I wonder if SpaceX Will attempt to catch Starship upper stage in the future? The reason I say this is because of the way they word it on the website. Only mentioning catching Super heavy and not Starship.
<snip>The confusion is because we don't have a good word to describe trajectories that have orbital speed and energy but also have a velocity vector direction that will result in entering the atmosphere before a complete revolution.Such trajectories are much better described as "orbital" than "suborbital", but neither is completely accurate.<snip>
Quote from: envy887 on 04/15/2023 11:48 amThe confusion is because we don't have a good word to describe trajectories that have orbital speed and energy but also have a velocity vector direction that will result in entering the atmosphere before a complete revolution.Such trajectories are much better described as "orbital" than "suborbital", but neither is completely accurate.Why not just say "orbital velocity on a suborbital trajectory".

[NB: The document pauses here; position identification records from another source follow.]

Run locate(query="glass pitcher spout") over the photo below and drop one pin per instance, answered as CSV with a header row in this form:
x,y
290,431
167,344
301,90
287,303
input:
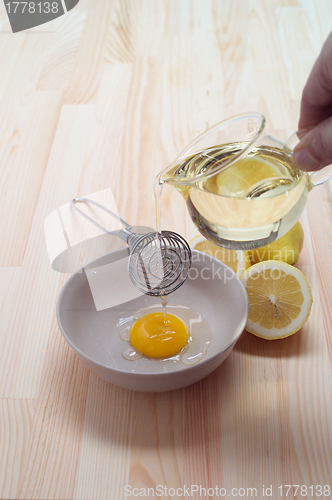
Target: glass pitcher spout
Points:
x,y
240,184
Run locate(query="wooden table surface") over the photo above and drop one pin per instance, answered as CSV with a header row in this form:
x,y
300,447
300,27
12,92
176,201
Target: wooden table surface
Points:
x,y
105,97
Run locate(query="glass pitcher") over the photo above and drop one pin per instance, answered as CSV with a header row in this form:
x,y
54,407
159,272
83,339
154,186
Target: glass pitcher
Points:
x,y
240,184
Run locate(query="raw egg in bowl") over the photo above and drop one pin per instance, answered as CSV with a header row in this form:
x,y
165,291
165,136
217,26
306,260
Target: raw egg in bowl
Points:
x,y
130,339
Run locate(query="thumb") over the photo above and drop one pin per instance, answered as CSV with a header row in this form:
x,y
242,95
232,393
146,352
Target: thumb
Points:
x,y
314,151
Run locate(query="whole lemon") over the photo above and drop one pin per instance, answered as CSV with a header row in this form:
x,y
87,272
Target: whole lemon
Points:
x,y
287,248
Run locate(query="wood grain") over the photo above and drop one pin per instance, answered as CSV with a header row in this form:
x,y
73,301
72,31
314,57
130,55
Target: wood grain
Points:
x,y
106,96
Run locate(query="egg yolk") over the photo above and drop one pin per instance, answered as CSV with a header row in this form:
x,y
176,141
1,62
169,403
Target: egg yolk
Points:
x,y
154,337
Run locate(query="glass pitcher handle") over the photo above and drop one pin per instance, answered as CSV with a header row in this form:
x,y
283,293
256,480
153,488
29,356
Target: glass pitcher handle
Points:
x,y
318,176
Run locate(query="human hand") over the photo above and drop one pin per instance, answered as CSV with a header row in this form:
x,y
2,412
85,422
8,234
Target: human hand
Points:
x,y
314,151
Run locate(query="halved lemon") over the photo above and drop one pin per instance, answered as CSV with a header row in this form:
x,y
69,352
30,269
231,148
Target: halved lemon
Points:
x,y
237,260
280,299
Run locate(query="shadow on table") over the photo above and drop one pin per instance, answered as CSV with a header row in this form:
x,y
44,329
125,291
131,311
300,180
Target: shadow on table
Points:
x,y
282,348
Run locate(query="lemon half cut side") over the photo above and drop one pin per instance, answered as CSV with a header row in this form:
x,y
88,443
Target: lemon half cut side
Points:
x,y
237,260
280,299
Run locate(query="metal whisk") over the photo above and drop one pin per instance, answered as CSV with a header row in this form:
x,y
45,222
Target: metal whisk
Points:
x,y
159,263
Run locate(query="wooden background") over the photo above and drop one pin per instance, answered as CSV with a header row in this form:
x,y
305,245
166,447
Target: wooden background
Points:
x,y
105,97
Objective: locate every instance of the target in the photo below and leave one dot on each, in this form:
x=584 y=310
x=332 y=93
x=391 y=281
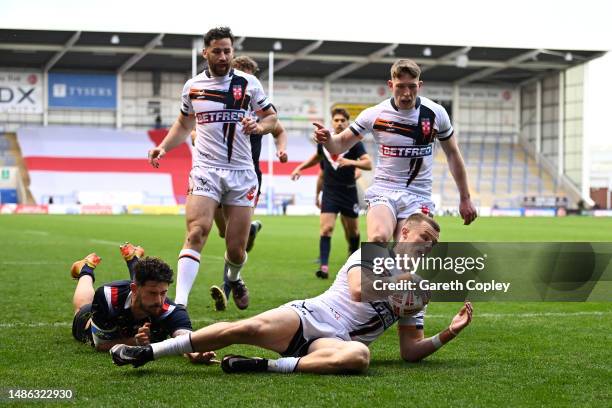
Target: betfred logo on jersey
x=222 y=116
x=405 y=151
x=237 y=91
x=426 y=127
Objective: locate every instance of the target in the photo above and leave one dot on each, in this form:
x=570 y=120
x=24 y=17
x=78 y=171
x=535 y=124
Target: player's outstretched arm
x=176 y=135
x=363 y=163
x=457 y=169
x=336 y=143
x=319 y=188
x=267 y=123
x=201 y=357
x=415 y=347
x=280 y=141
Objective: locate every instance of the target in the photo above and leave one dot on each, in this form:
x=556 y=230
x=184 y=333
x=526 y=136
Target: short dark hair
x=153 y=269
x=218 y=33
x=341 y=111
x=405 y=67
x=244 y=63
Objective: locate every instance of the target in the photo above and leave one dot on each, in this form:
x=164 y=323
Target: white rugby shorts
x=317 y=320
x=401 y=202
x=229 y=187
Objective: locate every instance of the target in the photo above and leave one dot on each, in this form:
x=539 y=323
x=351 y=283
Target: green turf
x=514 y=354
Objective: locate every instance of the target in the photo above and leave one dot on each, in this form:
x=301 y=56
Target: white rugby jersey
x=405 y=139
x=364 y=321
x=219 y=104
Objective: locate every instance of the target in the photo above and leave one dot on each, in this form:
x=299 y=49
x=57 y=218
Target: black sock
x=324 y=249
x=87 y=270
x=253 y=230
x=354 y=243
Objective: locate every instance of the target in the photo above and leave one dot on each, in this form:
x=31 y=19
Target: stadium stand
x=501 y=174
x=108 y=166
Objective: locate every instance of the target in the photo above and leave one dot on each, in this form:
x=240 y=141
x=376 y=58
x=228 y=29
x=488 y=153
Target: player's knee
x=355 y=359
x=248 y=328
x=361 y=358
x=197 y=234
x=236 y=253
x=327 y=230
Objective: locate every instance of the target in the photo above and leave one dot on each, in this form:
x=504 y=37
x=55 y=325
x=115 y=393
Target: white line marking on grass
x=34 y=232
x=32 y=263
x=101 y=241
x=434 y=316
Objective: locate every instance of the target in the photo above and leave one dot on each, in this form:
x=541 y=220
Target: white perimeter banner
x=21 y=92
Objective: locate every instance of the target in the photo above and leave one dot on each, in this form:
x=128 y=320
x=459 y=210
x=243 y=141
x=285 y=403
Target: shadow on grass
x=424 y=364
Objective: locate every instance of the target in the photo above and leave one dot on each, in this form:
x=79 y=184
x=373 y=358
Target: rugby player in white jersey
x=326 y=334
x=405 y=127
x=220 y=102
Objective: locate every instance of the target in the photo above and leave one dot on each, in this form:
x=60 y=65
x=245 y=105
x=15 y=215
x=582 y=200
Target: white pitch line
x=34 y=232
x=433 y=316
x=32 y=263
x=101 y=241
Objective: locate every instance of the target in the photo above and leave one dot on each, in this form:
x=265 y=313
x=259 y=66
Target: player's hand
x=143 y=337
x=342 y=162
x=321 y=134
x=282 y=156
x=155 y=154
x=250 y=126
x=462 y=319
x=467 y=211
x=206 y=357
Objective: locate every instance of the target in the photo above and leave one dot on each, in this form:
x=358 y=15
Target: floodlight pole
x=195 y=45
x=270 y=184
x=326 y=103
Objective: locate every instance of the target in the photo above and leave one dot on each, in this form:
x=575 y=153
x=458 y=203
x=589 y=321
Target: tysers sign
x=82 y=91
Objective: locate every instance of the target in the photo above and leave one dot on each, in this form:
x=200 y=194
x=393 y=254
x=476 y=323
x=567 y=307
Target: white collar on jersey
x=230 y=73
x=416 y=105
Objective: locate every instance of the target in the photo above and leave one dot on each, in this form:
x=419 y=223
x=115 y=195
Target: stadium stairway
x=500 y=174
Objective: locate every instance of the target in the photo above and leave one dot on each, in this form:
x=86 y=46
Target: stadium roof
x=332 y=60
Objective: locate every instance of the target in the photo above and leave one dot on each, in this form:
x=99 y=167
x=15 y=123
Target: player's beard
x=150 y=310
x=219 y=69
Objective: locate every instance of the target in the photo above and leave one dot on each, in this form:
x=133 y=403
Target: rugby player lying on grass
x=326 y=334
x=135 y=312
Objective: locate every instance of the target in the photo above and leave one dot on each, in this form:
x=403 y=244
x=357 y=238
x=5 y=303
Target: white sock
x=187 y=270
x=233 y=270
x=283 y=365
x=172 y=347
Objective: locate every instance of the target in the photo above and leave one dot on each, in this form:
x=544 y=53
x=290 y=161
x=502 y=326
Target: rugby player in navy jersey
x=339 y=190
x=327 y=334
x=135 y=311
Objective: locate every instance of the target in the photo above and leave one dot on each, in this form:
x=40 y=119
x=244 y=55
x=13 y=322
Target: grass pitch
x=513 y=354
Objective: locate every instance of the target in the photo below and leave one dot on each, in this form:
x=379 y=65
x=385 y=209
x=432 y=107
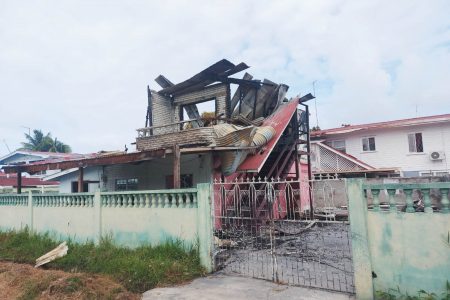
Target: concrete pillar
x=204 y=225
x=362 y=264
x=30 y=211
x=97 y=217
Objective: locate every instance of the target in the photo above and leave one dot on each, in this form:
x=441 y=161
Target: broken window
x=186 y=181
x=415 y=142
x=130 y=184
x=368 y=144
x=75 y=187
x=337 y=144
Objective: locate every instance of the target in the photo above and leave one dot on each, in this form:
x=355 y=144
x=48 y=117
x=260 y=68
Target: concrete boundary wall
x=131 y=219
x=399 y=249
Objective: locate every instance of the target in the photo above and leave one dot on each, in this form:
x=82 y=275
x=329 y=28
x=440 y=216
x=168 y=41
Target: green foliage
x=396 y=294
x=138 y=269
x=45 y=143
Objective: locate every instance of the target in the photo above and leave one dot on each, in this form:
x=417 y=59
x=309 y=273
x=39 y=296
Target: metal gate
x=265 y=229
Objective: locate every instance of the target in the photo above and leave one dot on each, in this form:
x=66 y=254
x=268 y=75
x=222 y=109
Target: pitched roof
x=43 y=155
x=11 y=180
x=381 y=125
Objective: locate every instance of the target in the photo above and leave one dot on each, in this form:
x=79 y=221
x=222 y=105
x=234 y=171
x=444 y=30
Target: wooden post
x=176 y=167
x=80 y=179
x=19 y=181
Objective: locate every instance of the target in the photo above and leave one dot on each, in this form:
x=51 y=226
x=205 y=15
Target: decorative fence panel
x=264 y=229
x=129 y=218
x=399 y=244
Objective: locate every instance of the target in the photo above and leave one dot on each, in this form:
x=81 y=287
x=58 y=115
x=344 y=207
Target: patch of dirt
x=21 y=281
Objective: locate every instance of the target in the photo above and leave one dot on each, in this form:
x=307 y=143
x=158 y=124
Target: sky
x=79 y=69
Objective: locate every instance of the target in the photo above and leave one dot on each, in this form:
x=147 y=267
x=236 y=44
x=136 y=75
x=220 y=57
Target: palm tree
x=45 y=143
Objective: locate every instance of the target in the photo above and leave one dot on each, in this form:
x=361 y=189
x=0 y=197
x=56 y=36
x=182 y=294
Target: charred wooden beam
x=163 y=81
x=240 y=91
x=19 y=181
x=80 y=179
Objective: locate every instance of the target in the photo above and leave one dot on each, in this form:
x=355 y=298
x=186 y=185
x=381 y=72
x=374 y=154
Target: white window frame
x=368 y=143
x=434 y=173
x=415 y=142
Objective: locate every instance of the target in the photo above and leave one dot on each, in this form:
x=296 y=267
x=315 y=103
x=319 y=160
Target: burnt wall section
x=163 y=113
x=218 y=92
x=197 y=136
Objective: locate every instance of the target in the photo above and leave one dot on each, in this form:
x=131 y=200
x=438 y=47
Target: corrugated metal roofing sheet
x=279 y=121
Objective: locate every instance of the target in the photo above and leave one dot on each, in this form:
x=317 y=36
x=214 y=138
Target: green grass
x=138 y=269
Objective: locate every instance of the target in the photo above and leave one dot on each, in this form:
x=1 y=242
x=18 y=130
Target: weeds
x=138 y=269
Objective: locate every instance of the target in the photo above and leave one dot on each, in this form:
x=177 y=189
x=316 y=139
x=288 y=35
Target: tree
x=45 y=143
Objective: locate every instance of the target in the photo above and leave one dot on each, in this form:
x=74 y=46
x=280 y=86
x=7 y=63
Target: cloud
x=80 y=69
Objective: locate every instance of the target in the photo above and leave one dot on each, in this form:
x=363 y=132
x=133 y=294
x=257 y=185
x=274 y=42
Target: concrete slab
x=217 y=287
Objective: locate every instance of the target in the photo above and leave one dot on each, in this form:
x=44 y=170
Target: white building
x=408 y=147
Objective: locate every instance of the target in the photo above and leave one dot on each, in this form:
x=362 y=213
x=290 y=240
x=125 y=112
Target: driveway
x=231 y=287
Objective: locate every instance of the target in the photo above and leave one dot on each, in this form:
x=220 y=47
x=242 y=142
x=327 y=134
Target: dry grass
x=21 y=281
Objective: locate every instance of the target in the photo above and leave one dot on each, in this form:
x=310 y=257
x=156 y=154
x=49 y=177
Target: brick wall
x=218 y=92
x=162 y=112
x=186 y=137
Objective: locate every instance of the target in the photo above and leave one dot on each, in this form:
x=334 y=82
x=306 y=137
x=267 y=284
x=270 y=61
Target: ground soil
x=21 y=281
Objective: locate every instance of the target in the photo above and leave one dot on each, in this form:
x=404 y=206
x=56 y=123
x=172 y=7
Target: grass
x=138 y=269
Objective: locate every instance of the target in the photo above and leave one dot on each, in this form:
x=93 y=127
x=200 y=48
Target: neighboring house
x=253 y=132
x=407 y=147
x=8 y=184
x=21 y=157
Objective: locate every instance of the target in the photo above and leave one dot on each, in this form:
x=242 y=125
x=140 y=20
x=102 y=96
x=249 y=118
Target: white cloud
x=80 y=69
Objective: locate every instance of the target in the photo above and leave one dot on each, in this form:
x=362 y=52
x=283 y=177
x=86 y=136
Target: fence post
x=204 y=225
x=30 y=210
x=357 y=206
x=97 y=217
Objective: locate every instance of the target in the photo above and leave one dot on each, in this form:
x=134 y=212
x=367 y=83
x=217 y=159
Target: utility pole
x=4 y=141
x=315 y=102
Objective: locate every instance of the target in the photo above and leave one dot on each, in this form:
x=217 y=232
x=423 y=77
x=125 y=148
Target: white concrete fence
x=130 y=218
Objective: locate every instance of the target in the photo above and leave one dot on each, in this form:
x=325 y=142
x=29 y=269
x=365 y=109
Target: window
x=368 y=144
x=74 y=187
x=415 y=142
x=130 y=184
x=337 y=144
x=186 y=181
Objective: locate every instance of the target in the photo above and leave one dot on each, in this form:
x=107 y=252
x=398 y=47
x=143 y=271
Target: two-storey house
x=407 y=147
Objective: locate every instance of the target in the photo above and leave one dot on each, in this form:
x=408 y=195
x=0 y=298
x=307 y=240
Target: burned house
x=252 y=130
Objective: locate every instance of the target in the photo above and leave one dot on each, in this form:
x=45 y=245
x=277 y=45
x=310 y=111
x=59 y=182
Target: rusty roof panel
x=279 y=120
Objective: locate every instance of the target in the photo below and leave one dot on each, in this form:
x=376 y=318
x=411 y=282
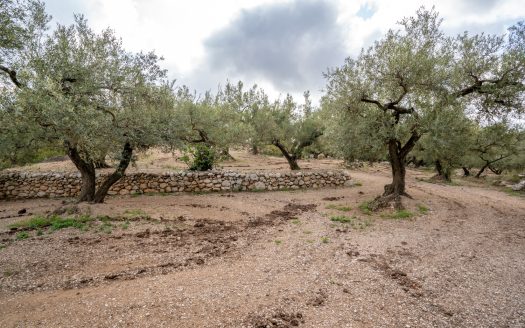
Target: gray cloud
x=289 y=44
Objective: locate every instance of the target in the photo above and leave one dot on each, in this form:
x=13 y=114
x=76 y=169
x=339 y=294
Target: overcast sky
x=283 y=46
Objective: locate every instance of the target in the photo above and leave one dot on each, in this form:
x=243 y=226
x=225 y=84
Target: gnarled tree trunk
x=396 y=189
x=87 y=174
x=291 y=158
x=102 y=191
x=442 y=173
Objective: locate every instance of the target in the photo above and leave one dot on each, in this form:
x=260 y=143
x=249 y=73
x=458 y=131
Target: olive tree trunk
x=102 y=191
x=87 y=174
x=290 y=157
x=396 y=189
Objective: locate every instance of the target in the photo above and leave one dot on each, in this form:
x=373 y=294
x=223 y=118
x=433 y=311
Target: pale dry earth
x=273 y=259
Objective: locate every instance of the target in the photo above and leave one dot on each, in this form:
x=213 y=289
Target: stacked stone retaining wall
x=22 y=185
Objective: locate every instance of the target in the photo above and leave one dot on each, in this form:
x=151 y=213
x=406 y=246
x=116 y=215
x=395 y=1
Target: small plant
x=339 y=207
x=106 y=227
x=125 y=225
x=342 y=218
x=365 y=208
x=54 y=221
x=361 y=224
x=422 y=209
x=203 y=158
x=22 y=235
x=399 y=215
x=135 y=213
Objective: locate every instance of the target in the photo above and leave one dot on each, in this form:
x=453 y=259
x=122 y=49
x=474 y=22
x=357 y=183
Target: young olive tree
x=493 y=147
x=411 y=75
x=279 y=124
x=86 y=91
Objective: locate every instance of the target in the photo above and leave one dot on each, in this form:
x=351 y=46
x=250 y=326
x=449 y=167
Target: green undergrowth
x=52 y=223
x=422 y=209
x=354 y=221
x=364 y=207
x=341 y=208
x=398 y=215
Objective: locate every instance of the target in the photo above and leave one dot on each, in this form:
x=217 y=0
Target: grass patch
x=364 y=207
x=511 y=192
x=422 y=208
x=106 y=227
x=354 y=221
x=341 y=208
x=54 y=222
x=342 y=218
x=295 y=221
x=125 y=225
x=22 y=235
x=398 y=215
x=135 y=213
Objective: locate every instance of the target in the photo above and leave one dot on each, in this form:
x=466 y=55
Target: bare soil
x=272 y=259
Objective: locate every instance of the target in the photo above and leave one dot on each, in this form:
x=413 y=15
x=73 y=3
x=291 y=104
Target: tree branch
x=12 y=76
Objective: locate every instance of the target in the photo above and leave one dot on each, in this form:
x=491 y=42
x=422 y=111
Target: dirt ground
x=272 y=259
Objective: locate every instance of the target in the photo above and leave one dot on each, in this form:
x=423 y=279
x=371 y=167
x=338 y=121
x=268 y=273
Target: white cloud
x=177 y=30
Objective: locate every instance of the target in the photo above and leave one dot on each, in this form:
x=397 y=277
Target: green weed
x=398 y=215
x=365 y=208
x=422 y=209
x=342 y=218
x=339 y=207
x=22 y=235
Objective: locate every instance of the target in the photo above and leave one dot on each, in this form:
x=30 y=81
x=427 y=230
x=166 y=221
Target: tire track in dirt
x=205 y=241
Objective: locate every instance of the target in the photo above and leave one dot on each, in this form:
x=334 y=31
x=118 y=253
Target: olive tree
x=281 y=124
x=86 y=91
x=396 y=86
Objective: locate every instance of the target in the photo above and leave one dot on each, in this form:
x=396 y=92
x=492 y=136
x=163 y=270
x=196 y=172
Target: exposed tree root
x=389 y=199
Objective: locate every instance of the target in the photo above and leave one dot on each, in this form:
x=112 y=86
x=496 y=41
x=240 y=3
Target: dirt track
x=275 y=259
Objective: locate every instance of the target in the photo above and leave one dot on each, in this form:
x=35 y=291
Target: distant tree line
x=415 y=96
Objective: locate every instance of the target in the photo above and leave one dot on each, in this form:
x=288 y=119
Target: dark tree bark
x=483 y=168
x=101 y=164
x=290 y=157
x=396 y=189
x=442 y=173
x=87 y=174
x=254 y=149
x=102 y=191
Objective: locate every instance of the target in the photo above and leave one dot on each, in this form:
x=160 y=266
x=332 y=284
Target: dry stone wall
x=21 y=185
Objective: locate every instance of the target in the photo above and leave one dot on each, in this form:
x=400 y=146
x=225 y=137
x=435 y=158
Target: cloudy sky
x=283 y=46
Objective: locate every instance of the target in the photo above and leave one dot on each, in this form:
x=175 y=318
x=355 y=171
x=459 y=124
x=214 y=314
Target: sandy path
x=460 y=265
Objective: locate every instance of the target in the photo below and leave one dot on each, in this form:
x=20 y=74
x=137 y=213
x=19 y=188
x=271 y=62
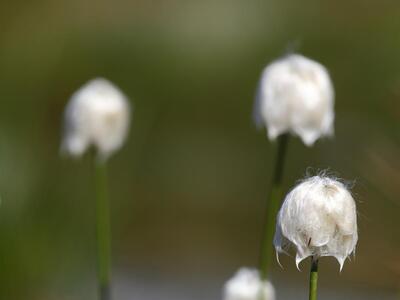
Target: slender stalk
x=313 y=278
x=273 y=202
x=103 y=230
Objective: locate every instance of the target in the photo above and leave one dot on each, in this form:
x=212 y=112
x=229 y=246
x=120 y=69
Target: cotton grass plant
x=97 y=117
x=295 y=97
x=317 y=218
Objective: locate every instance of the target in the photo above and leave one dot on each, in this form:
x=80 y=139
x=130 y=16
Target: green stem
x=272 y=207
x=103 y=230
x=313 y=278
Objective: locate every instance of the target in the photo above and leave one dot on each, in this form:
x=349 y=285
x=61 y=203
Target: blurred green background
x=189 y=187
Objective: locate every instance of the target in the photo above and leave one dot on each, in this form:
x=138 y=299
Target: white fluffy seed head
x=98 y=115
x=318 y=217
x=247 y=285
x=295 y=95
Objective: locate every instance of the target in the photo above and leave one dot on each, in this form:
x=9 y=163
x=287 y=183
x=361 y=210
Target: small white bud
x=247 y=285
x=98 y=115
x=295 y=95
x=318 y=217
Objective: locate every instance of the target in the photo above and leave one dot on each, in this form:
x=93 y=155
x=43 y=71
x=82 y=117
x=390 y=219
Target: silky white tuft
x=318 y=217
x=98 y=115
x=247 y=285
x=295 y=95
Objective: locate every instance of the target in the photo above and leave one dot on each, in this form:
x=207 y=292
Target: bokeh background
x=189 y=188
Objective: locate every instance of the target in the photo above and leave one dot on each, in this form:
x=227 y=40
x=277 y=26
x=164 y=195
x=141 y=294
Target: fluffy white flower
x=296 y=95
x=98 y=115
x=318 y=217
x=247 y=285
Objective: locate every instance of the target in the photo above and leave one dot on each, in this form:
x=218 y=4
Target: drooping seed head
x=98 y=115
x=295 y=95
x=318 y=218
x=247 y=285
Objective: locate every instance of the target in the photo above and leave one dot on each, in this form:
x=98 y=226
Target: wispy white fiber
x=247 y=285
x=97 y=115
x=318 y=218
x=295 y=95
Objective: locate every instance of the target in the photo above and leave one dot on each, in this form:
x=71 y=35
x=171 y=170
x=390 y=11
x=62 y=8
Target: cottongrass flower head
x=318 y=217
x=247 y=285
x=98 y=115
x=295 y=95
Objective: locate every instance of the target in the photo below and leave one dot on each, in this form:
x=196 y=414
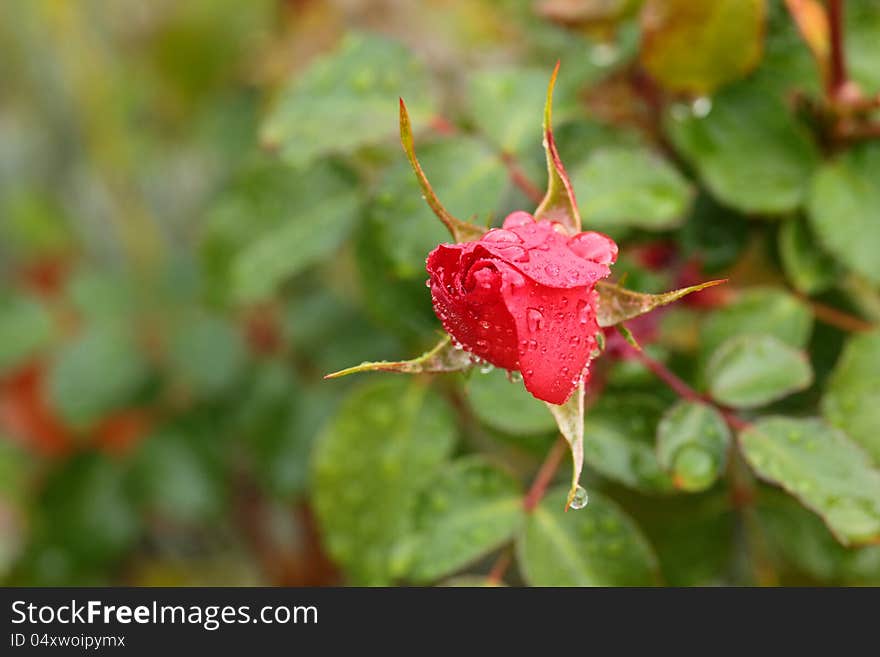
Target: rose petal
x=473 y=314
x=556 y=329
x=596 y=247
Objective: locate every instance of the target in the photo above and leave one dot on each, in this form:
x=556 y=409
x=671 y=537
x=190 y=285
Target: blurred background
x=204 y=208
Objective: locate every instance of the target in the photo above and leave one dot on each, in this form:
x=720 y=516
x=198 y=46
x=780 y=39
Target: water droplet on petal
x=583 y=311
x=580 y=499
x=701 y=106
x=502 y=235
x=518 y=219
x=535 y=319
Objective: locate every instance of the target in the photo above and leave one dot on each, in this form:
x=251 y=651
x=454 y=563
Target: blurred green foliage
x=204 y=209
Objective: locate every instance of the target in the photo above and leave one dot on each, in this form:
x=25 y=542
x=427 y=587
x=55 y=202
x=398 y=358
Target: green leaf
x=698 y=46
x=617 y=304
x=851 y=401
x=808 y=268
x=100 y=370
x=844 y=209
x=758 y=311
x=444 y=357
x=460 y=230
x=345 y=100
x=310 y=214
x=694 y=536
x=821 y=467
x=748 y=150
x=631 y=187
x=559 y=203
x=369 y=464
x=799 y=541
x=86 y=509
x=753 y=370
x=713 y=234
x=619 y=441
x=206 y=354
x=466 y=511
x=522 y=414
x=505 y=103
x=279 y=420
x=692 y=442
x=16 y=470
x=25 y=328
x=173 y=480
x=596 y=546
x=862 y=44
x=570 y=420
x=465 y=173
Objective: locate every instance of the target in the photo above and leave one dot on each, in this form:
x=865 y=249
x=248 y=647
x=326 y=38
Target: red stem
x=545 y=474
x=519 y=178
x=837 y=78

Too me, orbital is simple. Orbits are when the path is stable due simply to physics. No additional forces are required. (Yes, station keeping in LEO is required to overcome drag...but it's negligible for the sake of this argument.) If the perigee is low enough that atmospheric drag will cause re-entry, then by definition it is not orbital.
Suborbital trajectory means the intentional flight path of a launch vehicle, reentry vehicle, or any portion thereof, whose vacuum instantaneous impact point does not leave the surface of the Earth.Deorbit means the flight of a vehicle that begins with the final command to commit to a perigee below 70 nautical miles (approximately 130 kilometers), and ends when all vehicle components come to rest on the Earth.